Assis côte à côte dans un restaurant à un jet de pierre de la boutique, la mère et le fils se racontent sans réserve, livrant tour à tour leurs impressions sur les liens familiaux et professionnels qui les unissent.

«La clé de notre relation, c’est la communication, soutient le jeune homme, sous le regard entendu de sa mère. Chez nous, l’heure du souper a toujours été un moment privilégié pour échanger librement sur tout, sans censure.» Des discussions franches et ouvertes au cours desquelles le féminisme de Danielle – même si elle n’aime pas le terme – s’est transmis à ses fils.

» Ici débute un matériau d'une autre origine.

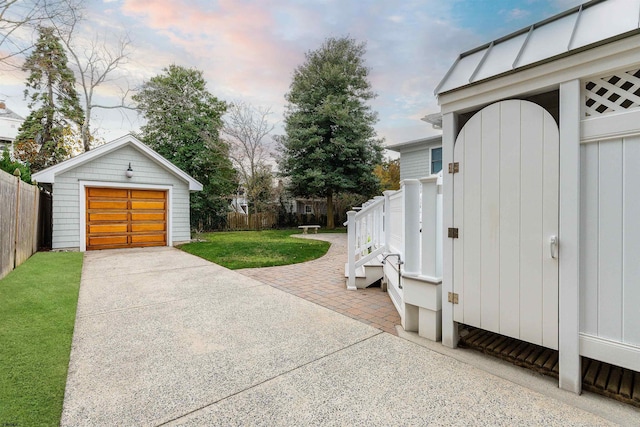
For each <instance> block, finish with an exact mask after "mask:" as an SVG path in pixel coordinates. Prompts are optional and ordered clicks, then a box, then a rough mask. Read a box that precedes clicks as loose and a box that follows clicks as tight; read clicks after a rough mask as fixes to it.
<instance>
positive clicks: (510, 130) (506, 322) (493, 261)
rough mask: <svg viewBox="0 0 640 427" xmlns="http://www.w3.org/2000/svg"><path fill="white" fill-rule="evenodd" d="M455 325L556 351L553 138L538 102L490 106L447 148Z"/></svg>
mask: <svg viewBox="0 0 640 427" xmlns="http://www.w3.org/2000/svg"><path fill="white" fill-rule="evenodd" d="M454 162H457V163H458V164H459V172H457V173H456V174H454V176H453V206H454V207H453V210H454V224H455V227H456V228H458V238H457V239H453V289H454V292H455V293H457V294H458V304H456V305H454V306H453V307H454V309H453V311H454V320H455V321H456V322H460V323H464V324H466V325H470V326H476V327H479V328H482V329H485V330H489V331H493V332H496V333H499V334H502V335H506V336H510V337H513V338H517V339H521V340H523V341H527V342H531V343H534V344H538V345H542V346H545V347H548V348H553V349H557V348H558V262H557V255H558V251H557V249H558V248H557V246H554V245H552V244H551V243H550V240H551V239H552V238H553V236H557V235H558V187H559V134H558V126H557V124H556V122H555V120H554V119H553V117H552V116H551V115H550V114H549V113H548V112H547V111H546V110H544V109H543V108H542V107H540V106H539V105H537V104H534V103H531V102H528V101H521V100H509V101H502V102H498V103H496V104H492V105H489V106H487V107H485V108H484V109H482V110H481V111H479V112H478V113H477V114H475V115H474V116H473V117H472V118H471V119H470V120H469V121H468V122H467V123H466V124H465V126H464V127H463V129H462V130H461V132H460V134H459V135H458V138H457V139H456V143H455V147H454Z"/></svg>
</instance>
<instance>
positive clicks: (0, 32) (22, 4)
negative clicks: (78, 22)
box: [0, 0, 82, 62]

«Leur père et moi avons offert à Dominique et à son frère un modèle où les deux partenaires sont égaux et se respectent mutuellement, insiste-t-elle en replaçant la délicate écharpe posée sur ses épaules. Je pense que c’est le plus important quand on élève des enfants.»

Un devoir féministe?

La question des modèles est fondamentale, selon Louise Cossette, de l’UQAM. Sur ce front, il est encourageant de les voir changer, même si cette évolution ne concerne que certaines sphères de la société.

«On sent qu’il y a une nouvelle sensibilité par rapport aux enjeux d’égalité, particulièrement dans les milieux plus éduqués, souligne la chercheuse. Ce n’est pas partout, ce n’est pas tout le monde… Mais les discussions collectives des dernières années – charge mentale, violences sexuelles subies par les femmes ou effets pervers de la masculinité toxique, etc. – ont ouvert une brèche.» Cette perspective implique un nouveau devoir féministe: celui de faire des hommes de demain de meilleurs alliés. Les mères le sentent bien.

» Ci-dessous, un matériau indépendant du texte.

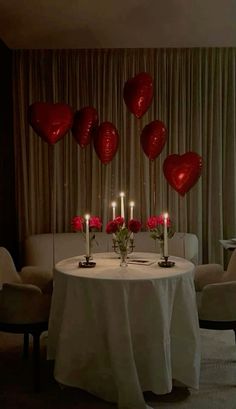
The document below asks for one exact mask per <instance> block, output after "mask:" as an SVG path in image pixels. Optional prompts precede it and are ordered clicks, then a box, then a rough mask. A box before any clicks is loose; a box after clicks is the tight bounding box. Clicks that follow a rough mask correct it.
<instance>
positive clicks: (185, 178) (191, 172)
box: [163, 152, 202, 196]
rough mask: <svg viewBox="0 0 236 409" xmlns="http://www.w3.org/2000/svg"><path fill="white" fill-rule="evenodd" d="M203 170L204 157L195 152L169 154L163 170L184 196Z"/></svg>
mask: <svg viewBox="0 0 236 409" xmlns="http://www.w3.org/2000/svg"><path fill="white" fill-rule="evenodd" d="M201 170H202V157H201V156H199V155H198V154H197V153H195V152H187V153H185V154H184V155H169V156H167V158H166V159H165V161H164V163H163V172H164V175H165V177H166V179H167V180H168V182H169V184H170V185H171V186H172V187H173V188H174V189H175V190H176V191H177V192H178V193H180V194H181V195H182V196H184V195H185V193H187V192H188V191H189V190H190V189H191V187H192V186H193V185H194V184H195V183H196V182H197V180H198V178H199V176H200V174H201Z"/></svg>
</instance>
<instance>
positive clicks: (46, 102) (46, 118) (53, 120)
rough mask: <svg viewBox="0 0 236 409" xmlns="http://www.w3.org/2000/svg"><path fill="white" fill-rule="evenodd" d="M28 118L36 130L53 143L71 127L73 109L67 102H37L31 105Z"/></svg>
mask: <svg viewBox="0 0 236 409" xmlns="http://www.w3.org/2000/svg"><path fill="white" fill-rule="evenodd" d="M28 118H29V123H30V125H31V126H32V128H33V129H34V131H35V132H36V133H37V134H38V135H39V136H40V137H41V138H42V139H43V140H44V141H45V142H47V143H49V144H51V145H53V144H54V143H56V142H57V141H58V140H59V139H61V138H62V137H63V136H64V135H65V134H66V133H67V132H68V131H69V129H70V128H71V126H72V123H73V111H72V109H71V107H70V106H69V105H67V104H60V103H57V104H51V103H48V102H35V103H34V104H32V105H30V107H29V112H28Z"/></svg>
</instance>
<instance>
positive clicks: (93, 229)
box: [71, 216, 102, 249]
mask: <svg viewBox="0 0 236 409" xmlns="http://www.w3.org/2000/svg"><path fill="white" fill-rule="evenodd" d="M71 225H72V228H73V230H74V231H75V232H81V233H83V235H84V237H85V218H84V217H83V216H74V217H73V219H72V221H71ZM101 227H102V222H101V219H100V217H97V216H90V218H89V241H90V249H91V247H92V243H93V241H95V243H96V244H98V243H97V242H96V240H95V237H96V236H95V232H96V231H99V230H101Z"/></svg>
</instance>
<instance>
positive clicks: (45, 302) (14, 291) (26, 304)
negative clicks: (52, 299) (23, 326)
mask: <svg viewBox="0 0 236 409" xmlns="http://www.w3.org/2000/svg"><path fill="white" fill-rule="evenodd" d="M50 302H51V295H49V294H45V295H44V294H43V293H42V291H41V290H40V288H39V287H37V286H35V285H32V284H18V283H17V284H16V283H14V284H12V283H11V284H3V286H2V290H1V291H0V322H7V323H9V324H10V323H12V324H17V323H21V324H22V323H25V324H27V323H32V322H43V321H47V320H48V316H49V310H50Z"/></svg>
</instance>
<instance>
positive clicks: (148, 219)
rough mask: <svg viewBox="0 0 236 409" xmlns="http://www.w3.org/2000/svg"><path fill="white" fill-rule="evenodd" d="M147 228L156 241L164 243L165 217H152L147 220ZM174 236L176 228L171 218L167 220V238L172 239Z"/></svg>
mask: <svg viewBox="0 0 236 409" xmlns="http://www.w3.org/2000/svg"><path fill="white" fill-rule="evenodd" d="M146 225H147V228H148V230H149V231H150V233H151V237H152V238H153V239H154V240H160V242H163V241H164V215H163V214H160V215H159V216H151V217H149V219H148V220H147V224H146ZM173 235H174V227H173V223H172V221H171V220H170V218H169V217H168V218H167V236H168V237H169V238H171V237H172V236H173Z"/></svg>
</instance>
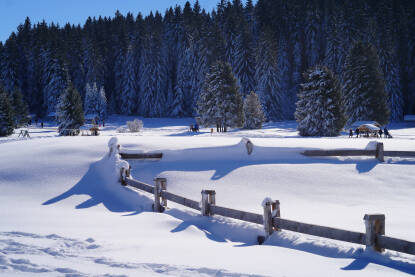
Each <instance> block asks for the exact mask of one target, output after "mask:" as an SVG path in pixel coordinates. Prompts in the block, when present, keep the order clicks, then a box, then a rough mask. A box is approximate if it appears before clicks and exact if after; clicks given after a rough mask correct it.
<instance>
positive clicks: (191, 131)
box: [189, 123, 199, 132]
mask: <svg viewBox="0 0 415 277" xmlns="http://www.w3.org/2000/svg"><path fill="white" fill-rule="evenodd" d="M189 129H190V132H199V125H198V124H197V123H196V124H195V125H193V124H192V125H190V127H189Z"/></svg>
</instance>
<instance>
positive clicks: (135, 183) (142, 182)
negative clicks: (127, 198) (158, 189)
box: [125, 178, 154, 193]
mask: <svg viewBox="0 0 415 277" xmlns="http://www.w3.org/2000/svg"><path fill="white" fill-rule="evenodd" d="M125 183H126V184H127V185H129V186H131V187H134V188H136V189H140V190H144V191H146V192H148V193H154V186H151V185H148V184H146V183H143V182H140V181H137V180H134V179H131V178H125Z"/></svg>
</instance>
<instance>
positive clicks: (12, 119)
mask: <svg viewBox="0 0 415 277" xmlns="http://www.w3.org/2000/svg"><path fill="white" fill-rule="evenodd" d="M13 127H14V124H13V111H12V106H11V104H10V100H9V97H8V95H7V93H6V92H5V91H4V90H3V88H2V87H1V86H0V137H4V136H9V135H11V134H13Z"/></svg>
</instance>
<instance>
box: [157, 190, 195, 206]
mask: <svg viewBox="0 0 415 277" xmlns="http://www.w3.org/2000/svg"><path fill="white" fill-rule="evenodd" d="M161 196H162V197H164V198H166V199H167V200H170V201H172V202H174V203H177V204H180V205H183V206H186V207H188V208H191V209H195V210H198V211H200V207H199V202H197V201H195V200H191V199H188V198H186V197H183V196H180V195H177V194H174V193H171V192H168V191H162V192H161Z"/></svg>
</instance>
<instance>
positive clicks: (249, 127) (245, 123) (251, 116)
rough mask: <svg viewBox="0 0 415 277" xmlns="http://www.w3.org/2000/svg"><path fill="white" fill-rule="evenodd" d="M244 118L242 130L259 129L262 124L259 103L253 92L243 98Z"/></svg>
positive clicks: (254, 92)
mask: <svg viewBox="0 0 415 277" xmlns="http://www.w3.org/2000/svg"><path fill="white" fill-rule="evenodd" d="M244 117H245V120H244V122H245V123H244V128H246V129H261V128H262V123H264V121H265V116H264V112H263V111H262V106H261V103H260V102H259V99H258V96H257V94H256V93H255V92H253V91H251V93H250V94H248V95H247V96H246V98H245V101H244Z"/></svg>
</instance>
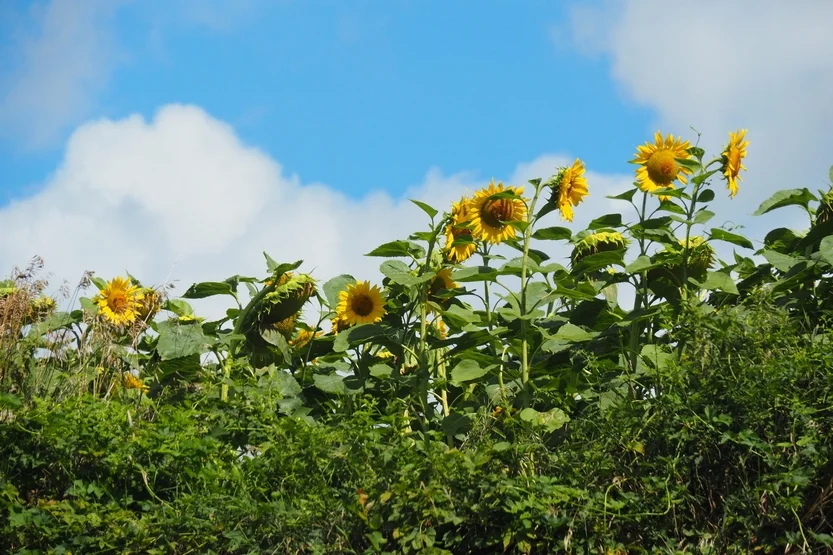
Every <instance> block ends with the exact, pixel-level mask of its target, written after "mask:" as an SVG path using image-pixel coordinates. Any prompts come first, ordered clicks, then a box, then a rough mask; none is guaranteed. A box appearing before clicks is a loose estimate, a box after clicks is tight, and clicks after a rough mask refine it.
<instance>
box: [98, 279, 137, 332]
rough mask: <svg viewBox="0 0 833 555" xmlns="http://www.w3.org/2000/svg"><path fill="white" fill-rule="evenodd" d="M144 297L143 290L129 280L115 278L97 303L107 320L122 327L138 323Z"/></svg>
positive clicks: (107, 287)
mask: <svg viewBox="0 0 833 555" xmlns="http://www.w3.org/2000/svg"><path fill="white" fill-rule="evenodd" d="M144 296H145V295H144V293H142V290H141V288H140V287H139V286H138V285H133V283H131V281H130V279H129V278H123V277H115V278H113V279H111V280H110V281H108V282H107V284H106V285H105V287H104V289H102V290H101V291H100V292H99V294H98V295H97V296H96V299H95V301H96V303H97V304H98V308H99V310H100V311H101V313H102V314H103V315H104V319H105V320H108V321H110V322H111V323H113V324H115V325H117V326H121V325H125V324H132V323H133V322H135V321H136V315H137V314H138V311H139V308H140V306H141V301H142V299H143V298H144Z"/></svg>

Même Fanny Britt dit avoir moins ressenti cette pression à la naissance de son aîné qu’en ce moment. «Depuis quelques années, j’ai l’impression que le monde bascule. Comme mère de garçons, j’ai une responsabilité accrue envers la société, mais aussi envers eux. On doit faire éclater le carcan de la masculinité étroite dans laquelle on a longtemps emprisonné les hommes!» lance-t-elle.

Un renouveau bienvenu

Concrètement, qu’est-ce que cela veut dire? Ne pas avoir peur de dénoncer les stéréotypes toxiques, comme ceux qui supposent que les hommes ne peuvent pas pleurer ou que les femmes sont meilleures pour s’occuper des enfants.

Les modèles offerts aux garçons doivent aussi se diversifier, croit Fanny Britt. Un exemple : le père de son plus jeune est très tactile dans ses marques d’affection et il n’a pas peur de montrer à ses proches qu’il les aime. «On ne s’en sortira pas: il faut leur enseigner qu’il y a plus d’une façon d’être un homme, que la sensibilité et la vulnérabilité ne sont pas en contradiction avec la masculinité. Les mères doivent leur inculquer cette idée, et les pères aussi», lâche-t-elle.

Chez Vanessa Giguère, les discussions familiales ont ainsi pris une nouvelle tangente au cours de la dernière année. «Mon conjoint et moi nous sommes rendu compte qu’il était temps de passer de la parole aux actes. Alors, oui, on continue de parler de la charge mentale, mais mon chum essaie aussi maintenant de prendre les rendez-vous chez le médecin ou de prévoir les menus de la semaine. On travaille pour qu’il s’implique davantage dans toutes les sphères de notre vie quotidienne.»

Une belle façon de prêcher par l’exemple. «En leur montrant que leur père et moi sommes des alliés, ils en deviendront à leur tour», conclut-elle.

Le complexe d’Œdipe déboulonné

Désignant une étape cruciale dans le développement de l’identité sexuelle de l’enfant, le complexe d’Œdipe n’a jamais fait l’unanimité auprès des psychologues et autres experts de la petite enfance. Ce concept central de la psychanalyse, élaboré par Sigmund Freud à la fin du 19e siècle, se manifesterait par une passion de l’enfant pour son parent de sexe opposé entre l’âge de trois et six ans. «Cette approche est très réductrice des filiations familiales, dit Louise Cossette, professeure de psychologie à l’UQAM. Elle constitue une façon assez sexiste de voir le monde qui nous entoure, qui reflète en quelque sorte l’époque à laquelle le concept est né.» Alors, il serait temps de passer à autre chose.